Yes, you can place a deposit on a puppy of a specific gender, color, coat, etc. If there is no puppy that matches the preferences in the litter your deposit is refunded or held over: your choice.
However, because the long coat trait is not visible in puppies until a puppy is older, this presents us with a problem. As most puppies are selected for their families before the age when this trait starts to show, and since we want to make our selections in a timely fashion, clients who have no coat preference are always given priority over those who do. Clients with the fewest number of preferences always give us the greatest flexibility in helping them find a puppy that meets their needs, in regards to temperament and personality first and cosmetic issues second. That said, many of our clients have very strong ideas about what they are looking for and we do believe that every owner should have the dog they dream of. So, if you want a black sable, stock coat male, feel free to place a deposit for one (assuming that the color and coat is possible in the litter you are considering; we place color and coat possibilities on each litter page) and we will do our very best to help you find the dog you are dreaming of.
It is always our goal to find our puppies the very best, loving, permanent homes, and we work very hard to attract these hard to find, wonderful, people to our program. We have found that it is often the case, since we have been breeding for a long time and our reputation is well known, that all the puppies in a litter are spoken for before they are born. We strive to have a family or owner approved for each puppy before it is born, and we often meet this goal. However, I do understand that for some people the idea of placing a deposit on an unborn puppy is new, and because so many breeders have trouble finding homes for their puppies it is not uncommon to see breeders with entire litters of puppies to view with all the puppies available, but this is rarely the case with our program. It does sometimes occur that we have puppies "on the ground" that are not reserved; this is most often the case if we have a much larger then expect litter. If you would prefer to meet and greet the puppies before placing a deposit this is not a problem; we will gladly send you a note when the puppies reach the age of visitation, and let you know what is available at that time. We also post such things on the website.
5. Puppy Prices
Before I can answer questions about pricing, let me first discuss some common misconceptions concerning puppies.

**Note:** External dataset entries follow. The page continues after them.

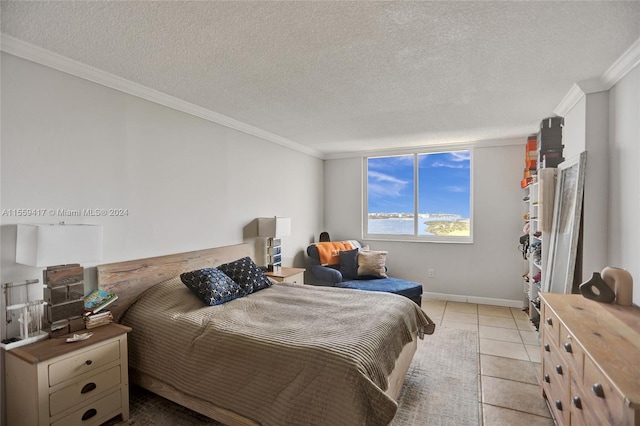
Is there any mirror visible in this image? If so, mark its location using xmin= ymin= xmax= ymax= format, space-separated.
xmin=542 ymin=152 xmax=587 ymax=293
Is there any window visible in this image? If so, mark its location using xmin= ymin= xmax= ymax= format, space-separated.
xmin=364 ymin=150 xmax=473 ymax=242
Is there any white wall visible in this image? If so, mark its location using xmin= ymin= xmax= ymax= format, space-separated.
xmin=0 ymin=53 xmax=323 ymax=336
xmin=603 ymin=65 xmax=640 ymax=305
xmin=325 ymin=143 xmax=526 ymax=306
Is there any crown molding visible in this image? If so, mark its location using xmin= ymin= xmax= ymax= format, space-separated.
xmin=553 ymin=83 xmax=585 ymax=117
xmin=325 ymin=136 xmax=527 ymax=160
xmin=553 ymin=34 xmax=640 ymax=117
xmin=601 ymin=38 xmax=640 ymax=90
xmin=0 ymin=34 xmax=324 ymax=159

Here at AGSD we believe that every dog deserves and desires to be a companion dog. While many of our owners do compete with their dogs in a variety of events, from agility to schutzhund, if they obtained their puppy from us, be assured that these dogs are first of all beloved companion dogs and not sports equipment. We never place dogs in situations where they will be living in a kennel, nor where they are only valued for their breeding potential or competition potential. We are looking for loving, permanent, indoor, family homes for our dogs.
We have three price points for litters, and these prices are based completely on how many awards, titles, and accomplishments the parents have earned, and not in any way on the quality of the parents. Unfortunately, we have only so much time to train and show our dogs, and some dogs, despite having much potential, do not get as many chances to compete as some other dogs. Be assured that all our dogs are of similar quality and that there will be no difference in the quality among these litters.
Please note all puppies carry the same guarantee (please see our guarantee page), and all puppies are placed with AKC Limited Registration (please see our registration FAQ for more info on this). All breeding dogs carry the same health clearances (please see our litter planning protocol for more information).
Deposits are always $400, please see our deposit FAQ for information on placing a deposit.